When Should I See a Doctor?

If you’ve just bitten your tongue and you’re experiencing mild pain, there’s no need to visit your doctor. However, if you notice changes in tongue color, a lack of taste, pimples, or a swollen tongue accompanied by pain, you should visit your doctor for a checkup. 

Often, these tongue problems are an indication of a worse underlying medical condition, and visiting your doctor can help you get an early diagnosis. 

If any lesion lasts more than two weeks, then it’s also time to visit a professional.

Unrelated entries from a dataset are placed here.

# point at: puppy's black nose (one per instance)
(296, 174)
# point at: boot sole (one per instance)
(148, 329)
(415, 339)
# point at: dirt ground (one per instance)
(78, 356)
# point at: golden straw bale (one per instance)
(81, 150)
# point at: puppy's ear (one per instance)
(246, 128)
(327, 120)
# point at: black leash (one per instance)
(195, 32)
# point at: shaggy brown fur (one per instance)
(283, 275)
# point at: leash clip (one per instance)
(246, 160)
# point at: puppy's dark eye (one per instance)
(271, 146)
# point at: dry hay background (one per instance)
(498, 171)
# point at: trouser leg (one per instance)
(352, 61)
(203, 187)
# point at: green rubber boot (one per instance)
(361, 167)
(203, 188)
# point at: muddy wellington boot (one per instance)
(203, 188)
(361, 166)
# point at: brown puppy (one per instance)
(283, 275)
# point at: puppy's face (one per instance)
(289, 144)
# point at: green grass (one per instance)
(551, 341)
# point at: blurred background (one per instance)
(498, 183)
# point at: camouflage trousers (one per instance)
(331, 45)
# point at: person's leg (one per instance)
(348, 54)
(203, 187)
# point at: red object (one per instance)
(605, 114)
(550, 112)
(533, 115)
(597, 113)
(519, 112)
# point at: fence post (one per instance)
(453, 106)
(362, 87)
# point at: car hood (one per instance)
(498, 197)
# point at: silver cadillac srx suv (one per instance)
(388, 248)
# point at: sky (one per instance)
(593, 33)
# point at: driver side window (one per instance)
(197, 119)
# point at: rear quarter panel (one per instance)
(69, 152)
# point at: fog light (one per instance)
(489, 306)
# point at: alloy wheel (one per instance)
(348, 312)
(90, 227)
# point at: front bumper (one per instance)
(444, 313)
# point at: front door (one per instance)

Keeping up with your twice yearly dental visits is great way to keep tongue issues at bay. Your dentist and hygienist should be performing an oral cancer screening at each visit, and this check is key to catching any suspicious lesions early on.

Establishing Good Tongue Care Habits 

While you can’t always prevent tongue pain caused by underlying medical conditions, you can reduce the risk of major tongue problems through proper tongue care. 

Here are some tongue care habits to follow for good oral hygiene: 

  • Don’t forget to floss daily to clean bacteria and plaque in hard-to-reach areas. 
  • Avoid eating foods that are too spicy or sour or foods that contain high levels of acid. 
  • Visit a dentist twice a year as part of your routine checkup schedule.